Will Japan be able to stay on the sidelines for long?
from Follow the Money

Will Japan be able to stay on the sidelines for long?

Some facts:

1) In 2003, Japan increased its reserves by $200 billion, emerging Asia by $245 billion. The world as whole increased its reserves by $500 billion, so Asia accounted for most of the world’s reserve increase (BIS data).

2. $440 billion of the $500 billion reserve increase was lent to the US, financing 80% of the U.S. current account deficit (using BIS data rather than US data for reserve financing). However, because of 200 billion in net equity outflows, the United States overall financing need in 2003 was larger than its current account deficit -- $730 rather than $530 billion. To finance its deficit and net equity outflows, the US placed $440 billion of external debt with central banks, and roughly $290 billion with private investors.

3. The US current account deficit will be larger in 2004 than in 2003. $670 billion rather than $530 billion by my estimates. At least in the first half of the year, net equity outflows were on a similar pace as in 2003, close to $200 billion. The overall US need for external financing is rising.

4. In the first half of the year, China and the rest of emerging Asia added about $125 billion to their reserves, and on the back of its massive intervention in q1, Japan added $145 billion to its reserves. Annualized, that would generate almost $550 billion in reserves. Add in reserve accumulation by oil exporters, and rising reserves would have financed much of the rise in the US current account.

5. But Japan stopped intervening after q1, so its reserves won’t rise by $300 billion this year, only by $150 billion unless something changes. Emerging Asia’s reserves are still growing, though perhaps not quite as fast as earlier in the year.

6. Of course, some of the deterioration of the current account deficit is coming from oil. If the oil sheiks in the Gulf (not to mention the Russian maestros controlling Siberian oil) are building up their reserves and investing those reserves in dollars, they may be providing part of the needed financing.

7. Nonetheless, so long as Japan stays on the sideline, official financing of the US current account deficit will likely fall in 2004 -- $150 billion for the year from Japan and $250 billion from emerging Asia adds up to $400 billion. That is a lot of money, but still less financing than Asia provided in 2003, even as the US current account deficit is expanding.

8. One way to reduce the US need for external borrowing is for US investors to stop buying foreign securities, and US firms to stop investing abroad. John Taylor is right. I am not sure there is evidence that this is happening though -- Q1 outflows were unusually big, so the fall in Q2 may not mean much. Those closer to the markets would know more than I ... But even so, the rising US current account deficit likely implies a rising US financing need, even as the Bank of Japan has stopped providing the US with financing.

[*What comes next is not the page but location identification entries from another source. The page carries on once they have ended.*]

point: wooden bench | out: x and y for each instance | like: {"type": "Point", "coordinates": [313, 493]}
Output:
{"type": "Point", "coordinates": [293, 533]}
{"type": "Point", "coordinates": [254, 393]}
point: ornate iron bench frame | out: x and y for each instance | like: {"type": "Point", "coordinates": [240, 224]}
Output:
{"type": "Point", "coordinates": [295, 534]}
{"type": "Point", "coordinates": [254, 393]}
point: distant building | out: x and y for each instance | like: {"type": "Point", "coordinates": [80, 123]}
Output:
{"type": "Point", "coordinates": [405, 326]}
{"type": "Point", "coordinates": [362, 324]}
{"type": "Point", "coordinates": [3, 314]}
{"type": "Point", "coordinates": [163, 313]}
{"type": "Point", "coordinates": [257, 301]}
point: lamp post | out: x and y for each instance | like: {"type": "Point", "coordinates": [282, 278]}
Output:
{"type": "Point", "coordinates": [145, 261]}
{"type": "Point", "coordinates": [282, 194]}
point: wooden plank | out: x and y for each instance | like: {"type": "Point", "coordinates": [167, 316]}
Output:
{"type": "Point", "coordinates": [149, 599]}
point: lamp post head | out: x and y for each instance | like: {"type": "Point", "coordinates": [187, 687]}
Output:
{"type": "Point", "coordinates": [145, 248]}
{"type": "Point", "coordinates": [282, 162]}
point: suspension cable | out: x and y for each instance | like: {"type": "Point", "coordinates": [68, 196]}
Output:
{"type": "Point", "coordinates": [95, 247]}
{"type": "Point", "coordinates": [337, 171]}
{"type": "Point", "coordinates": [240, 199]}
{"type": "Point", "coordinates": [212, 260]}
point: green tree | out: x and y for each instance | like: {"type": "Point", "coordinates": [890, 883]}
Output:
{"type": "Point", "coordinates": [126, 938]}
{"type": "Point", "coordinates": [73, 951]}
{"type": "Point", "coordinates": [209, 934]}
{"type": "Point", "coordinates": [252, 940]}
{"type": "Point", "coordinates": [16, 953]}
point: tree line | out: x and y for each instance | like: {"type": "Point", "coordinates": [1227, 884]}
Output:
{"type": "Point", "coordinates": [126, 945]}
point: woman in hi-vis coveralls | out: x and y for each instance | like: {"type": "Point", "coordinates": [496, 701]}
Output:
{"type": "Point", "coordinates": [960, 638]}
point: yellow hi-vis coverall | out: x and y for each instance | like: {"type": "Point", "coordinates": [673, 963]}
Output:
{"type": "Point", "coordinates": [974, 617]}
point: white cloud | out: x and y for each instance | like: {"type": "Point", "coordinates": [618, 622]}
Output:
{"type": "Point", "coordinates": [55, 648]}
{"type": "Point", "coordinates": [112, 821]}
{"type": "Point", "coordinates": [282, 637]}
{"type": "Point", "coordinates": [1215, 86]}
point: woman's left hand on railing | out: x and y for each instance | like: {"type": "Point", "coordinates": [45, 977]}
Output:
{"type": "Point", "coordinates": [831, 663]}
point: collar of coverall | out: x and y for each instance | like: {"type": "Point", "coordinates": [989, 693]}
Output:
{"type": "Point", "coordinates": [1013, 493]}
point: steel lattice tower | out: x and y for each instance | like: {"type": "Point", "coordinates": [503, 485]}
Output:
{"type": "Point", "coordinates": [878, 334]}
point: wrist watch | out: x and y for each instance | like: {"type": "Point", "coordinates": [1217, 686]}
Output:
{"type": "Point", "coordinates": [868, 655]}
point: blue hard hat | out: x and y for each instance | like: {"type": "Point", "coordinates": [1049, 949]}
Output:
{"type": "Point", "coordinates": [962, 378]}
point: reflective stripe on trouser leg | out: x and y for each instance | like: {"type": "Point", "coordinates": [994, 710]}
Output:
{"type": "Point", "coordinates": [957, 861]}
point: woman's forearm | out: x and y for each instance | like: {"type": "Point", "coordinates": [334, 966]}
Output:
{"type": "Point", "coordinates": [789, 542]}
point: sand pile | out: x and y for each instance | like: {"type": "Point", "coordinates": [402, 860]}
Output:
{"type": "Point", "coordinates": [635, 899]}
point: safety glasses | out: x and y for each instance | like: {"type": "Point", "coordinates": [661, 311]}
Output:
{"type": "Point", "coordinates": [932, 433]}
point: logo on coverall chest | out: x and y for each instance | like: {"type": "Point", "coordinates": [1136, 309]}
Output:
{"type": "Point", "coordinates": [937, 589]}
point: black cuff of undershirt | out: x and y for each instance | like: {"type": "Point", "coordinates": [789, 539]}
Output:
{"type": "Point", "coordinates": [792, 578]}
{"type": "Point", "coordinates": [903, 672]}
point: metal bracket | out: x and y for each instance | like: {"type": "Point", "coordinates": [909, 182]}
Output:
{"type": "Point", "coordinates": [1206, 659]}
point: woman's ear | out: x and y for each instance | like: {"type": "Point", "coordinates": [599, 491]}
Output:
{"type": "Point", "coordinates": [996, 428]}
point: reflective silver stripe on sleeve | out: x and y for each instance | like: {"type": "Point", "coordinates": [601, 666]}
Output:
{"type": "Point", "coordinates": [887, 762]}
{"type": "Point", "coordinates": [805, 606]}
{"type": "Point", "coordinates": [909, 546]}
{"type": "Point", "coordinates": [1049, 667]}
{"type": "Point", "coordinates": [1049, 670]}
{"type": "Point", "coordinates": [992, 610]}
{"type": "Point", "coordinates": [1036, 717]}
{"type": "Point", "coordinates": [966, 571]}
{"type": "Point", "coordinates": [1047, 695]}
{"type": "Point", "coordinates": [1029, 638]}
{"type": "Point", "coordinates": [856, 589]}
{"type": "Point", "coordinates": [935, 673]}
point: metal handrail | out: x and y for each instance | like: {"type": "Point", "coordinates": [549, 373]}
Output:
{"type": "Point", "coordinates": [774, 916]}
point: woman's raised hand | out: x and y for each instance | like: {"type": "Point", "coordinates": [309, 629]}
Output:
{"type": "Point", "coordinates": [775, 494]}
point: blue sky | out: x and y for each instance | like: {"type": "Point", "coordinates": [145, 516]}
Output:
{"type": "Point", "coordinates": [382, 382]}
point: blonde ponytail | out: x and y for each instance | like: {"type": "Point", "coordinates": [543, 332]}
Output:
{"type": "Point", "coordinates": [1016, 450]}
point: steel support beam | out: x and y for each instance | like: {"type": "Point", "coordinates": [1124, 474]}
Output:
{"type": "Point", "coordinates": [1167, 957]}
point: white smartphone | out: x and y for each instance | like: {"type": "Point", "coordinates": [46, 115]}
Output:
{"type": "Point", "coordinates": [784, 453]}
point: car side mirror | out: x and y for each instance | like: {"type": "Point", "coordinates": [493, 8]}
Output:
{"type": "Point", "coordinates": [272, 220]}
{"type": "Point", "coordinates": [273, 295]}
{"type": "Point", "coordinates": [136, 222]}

9. My tentative conclusion: the dollar may well continue to fall until an industrial country central bank steps in and starts providing the financing that the Bank of Japan provided earlier in the year. That central bank could well be the Bank of Japan. Alternatively, the dollar will have to fall far enough (or US interest rates will have to rise/ dollar asset prices fall) to make dollar denominated assets attractive to private foreign investors.

A couple of additional notes: First, as Higgins and Klitgaard highlight, emerging Asia’s reserve accumulation exceeds its current account surplus. Emerging Asia can only provide $250 billion or so of financing to the US because in addition to running a substantial current account surplus, it is also attracting substantial net capital inflows. Those capital inflows are captured by the central bank, and then lent on to the US.

So if capital flows to emerging Asia should slow, it is the US that might well face financing troubles! Emerging Asia’s reserve buildup would slow, and they would have less funds to lend to the US.

Conversely, Asian currencies pegged to the dollar are also falling against the Euro, and if European investors start dumping funds into emerging Asia is a bet that Asian currencies will eventually rise against the dollar (or European FDI in emerging Asia picks up), that indirectly could provide the United States with some of the financing it needs.

Second, there is some noise -- at least from Morgan Stanley analysts like Eric Chaney -- that the ECB may conclude that it should intervene to protect Europe from the dollar’s weaknesses during Bush’s second term. While I don’t agree with the Bretton Woods two argument that a new system of fixed exchange rates will make the US current accout deficit sustainable for twenty years, I should note that the proponents of Bretton Woods two long have been arguing that Europe would eventually have to join Asia in pegging to the dollar. The Bretton Woods two system of fixed exchange rates will expand before it collapses ...

European intervention would be a way of spreading the "burden" of supporting US consumption growth that exceeds US income growth and the US budget deficits beyond Asia. I am not sure Europe wants that role. Jacques Chirac hardly wants to bailout George W. Bush. Japan may feel like it has no choice. I suspect there is a bit of a game of chicken now going on in the foreign exchange market. If central banks don’t step in and provide some of the financing the US needs, then something will have to give -- since private investors don’t seem willing to step in and buy US dollar assets at current US interest rates and current US exchange rates.